JACKSON (WNE) — Bighorn sheep on the National Elk Refuge likely carry a virus that’s capable of spreading to humans, officials warned Friday, asking the public to stop letting wild sheep lick their cars.
“The bighorn sheep on the National Elk Refuge have become habituated to people and regularly approach vehicles to lick salt and minerals from them,” Elk Refuge officials explained Friday in a news release. “The transfer of saliva to vehicles not only spreads the disease throughout the herd, with multiple sheep often licking the same location, it also puts people at greater risk for contracting the virus.”
The pathogen of concern is known as “orf virus,” or contagious ecthyma. Infected animals develop “scabby sores” around their mouths, according to the U.S. Centers for Disease Control and Prevention. Humans typically develop lesions on their hands.

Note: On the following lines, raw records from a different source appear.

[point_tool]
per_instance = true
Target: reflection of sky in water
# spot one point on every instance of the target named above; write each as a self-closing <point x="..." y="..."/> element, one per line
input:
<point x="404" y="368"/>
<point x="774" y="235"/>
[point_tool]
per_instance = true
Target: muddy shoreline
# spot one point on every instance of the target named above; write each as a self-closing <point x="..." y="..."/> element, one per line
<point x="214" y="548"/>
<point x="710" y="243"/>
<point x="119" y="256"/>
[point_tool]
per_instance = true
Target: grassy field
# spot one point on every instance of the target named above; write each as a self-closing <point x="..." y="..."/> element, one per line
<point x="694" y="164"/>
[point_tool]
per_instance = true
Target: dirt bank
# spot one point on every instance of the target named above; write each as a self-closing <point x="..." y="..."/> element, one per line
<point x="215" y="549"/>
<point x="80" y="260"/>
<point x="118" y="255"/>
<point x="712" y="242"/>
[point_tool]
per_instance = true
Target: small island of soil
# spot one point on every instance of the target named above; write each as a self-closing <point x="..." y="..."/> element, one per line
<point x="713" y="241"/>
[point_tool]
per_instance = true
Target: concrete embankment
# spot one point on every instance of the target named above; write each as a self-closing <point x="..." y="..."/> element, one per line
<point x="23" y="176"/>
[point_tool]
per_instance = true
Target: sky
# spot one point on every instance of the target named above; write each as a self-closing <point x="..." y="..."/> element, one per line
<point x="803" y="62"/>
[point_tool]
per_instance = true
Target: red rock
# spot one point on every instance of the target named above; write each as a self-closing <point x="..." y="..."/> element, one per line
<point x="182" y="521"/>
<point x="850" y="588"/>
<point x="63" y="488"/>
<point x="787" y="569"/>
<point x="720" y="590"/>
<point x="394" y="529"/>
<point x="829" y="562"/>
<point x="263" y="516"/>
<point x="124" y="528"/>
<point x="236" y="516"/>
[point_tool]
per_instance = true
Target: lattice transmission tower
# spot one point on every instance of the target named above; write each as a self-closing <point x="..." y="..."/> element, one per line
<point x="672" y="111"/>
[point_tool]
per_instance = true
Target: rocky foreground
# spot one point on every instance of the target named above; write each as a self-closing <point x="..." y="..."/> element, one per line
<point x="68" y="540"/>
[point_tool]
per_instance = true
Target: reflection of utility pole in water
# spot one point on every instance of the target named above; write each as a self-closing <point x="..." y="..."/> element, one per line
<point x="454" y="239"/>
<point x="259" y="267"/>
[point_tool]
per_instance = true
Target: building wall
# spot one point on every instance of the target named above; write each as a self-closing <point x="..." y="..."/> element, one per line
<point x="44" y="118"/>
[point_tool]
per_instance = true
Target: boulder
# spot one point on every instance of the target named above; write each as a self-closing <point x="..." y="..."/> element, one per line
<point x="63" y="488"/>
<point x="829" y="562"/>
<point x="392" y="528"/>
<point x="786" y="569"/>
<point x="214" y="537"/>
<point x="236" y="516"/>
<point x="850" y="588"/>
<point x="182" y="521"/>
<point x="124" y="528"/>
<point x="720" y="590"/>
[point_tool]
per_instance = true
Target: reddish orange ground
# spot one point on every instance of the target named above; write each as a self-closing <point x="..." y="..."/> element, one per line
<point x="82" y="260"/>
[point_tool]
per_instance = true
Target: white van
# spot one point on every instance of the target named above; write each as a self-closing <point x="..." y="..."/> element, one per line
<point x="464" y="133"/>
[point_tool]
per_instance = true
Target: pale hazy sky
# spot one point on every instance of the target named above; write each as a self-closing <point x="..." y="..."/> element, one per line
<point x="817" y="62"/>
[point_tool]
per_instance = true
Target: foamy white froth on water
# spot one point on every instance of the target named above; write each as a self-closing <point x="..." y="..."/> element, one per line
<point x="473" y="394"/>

Humans are able to acquire the disease from animals, and allowing sheep to lick vehicles increases that risk.
Although refuge officials didn’t return a request for comment by press time Friday, their announcement said “a lot” of bighorns living on Miller Butte appear to be infected.
While wild sheep typically recover from visual clinical symptoms in three to six weeks, they become more prone to other infections.
Pneumonia has historically caused large die-offs in the Jackson Herd, which occupies the Gros Ventre Range east of Jackson Hole. Allen said the presence of pneumonia in the herd may have weakened their immune systems enough for an orf virus outbreak. Alternatively, she said, the orf virus may weaken the animals’ immune systems and thus make them more susceptible to a pneumonia outbreak.